While writing Dreaming in Chinese, Deborah Fallows’s approach allowed her to understand many of the idiosyncrasies that confound the West when interacting with the Chinese. As the New York Times Sunday Book Review says, “Fallows presents the common Chinese viewpoint,” adding that she “sticks to her own experiences and observations, which make her book all the more valuable.”
“You don’t have to know Mandarin to be captivated by Deborah Fallows’s Dreaming in Chinese...[she] shows us that the cultural implications of those words teach us about each other.”— O Magazine
A Harvard graduate with a PhD in Linguistics, Fallows is also the author of A Mother’s Work, which deals with child-rearing in the working-mom age. She most recently worked in research and polling for the Pew Internet Project. Fallows’s writing on women, education, work, and travel has appeared in, among others, The Atlantic Monthly, National Geographic, and Newsweek.

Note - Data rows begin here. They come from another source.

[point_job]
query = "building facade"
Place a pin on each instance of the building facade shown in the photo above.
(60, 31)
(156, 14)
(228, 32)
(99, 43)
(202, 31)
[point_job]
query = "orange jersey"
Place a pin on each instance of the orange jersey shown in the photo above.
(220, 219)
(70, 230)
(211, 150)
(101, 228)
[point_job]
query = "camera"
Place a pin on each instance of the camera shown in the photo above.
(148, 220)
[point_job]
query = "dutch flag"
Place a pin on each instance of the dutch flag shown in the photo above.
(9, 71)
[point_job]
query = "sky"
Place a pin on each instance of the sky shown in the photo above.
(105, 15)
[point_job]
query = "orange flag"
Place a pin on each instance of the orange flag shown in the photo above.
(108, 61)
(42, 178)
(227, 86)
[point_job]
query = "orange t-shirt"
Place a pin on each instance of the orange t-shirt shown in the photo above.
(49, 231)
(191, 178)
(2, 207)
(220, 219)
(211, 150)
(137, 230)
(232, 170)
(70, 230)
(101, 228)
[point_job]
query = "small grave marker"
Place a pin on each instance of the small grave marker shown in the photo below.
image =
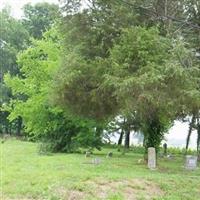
(191, 162)
(87, 154)
(151, 158)
(109, 155)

Using her experience as a trained linguist and a new student of Chinese, Deborah Fallows shows how simple words, phrases, or bits of the grammar of the Chinese language can become windows to understanding much of the Chinese culture—their sense of romance, humor, protocol, personal relationships, and interest in foreigners, to name a few. Why, for example, does abrupt language in Chinese actually signal a closeness between friends, rather than impolite behavior? Or why do the Chinese have such trouble saying "I love you" to the ones they love the most? With fluid grace and on-the-ground experience, Fallows provides a necessary human perspective on an emerging superpower that many in the West still struggle to comprehend.
American universities welcome international students for their diversity, perspective, and experience. Today, with growing numbers and nationalities of foreign students, campus dynamics are rapidly shifting. The new, young melting pot brings both advantages and challenges. What does it mean, for example, that there are suddenly 100,000 Chinese students, who have grown up with a largely pop-culture introduction to America and who are met by a western student body that is mostly unfamiliar with them and their country? How can the university community—faculty, staff and students of all sorts—get behind the change to understand the growing pains and pleasures? How can they help steer change in the best, positive directions toward a story of academic, social, and personal success? Fallows uses her first-hand experiences of living around the world to help scrutinize our own impressions of each other, and to move toward a more inclusive, generous context for living and working with one another.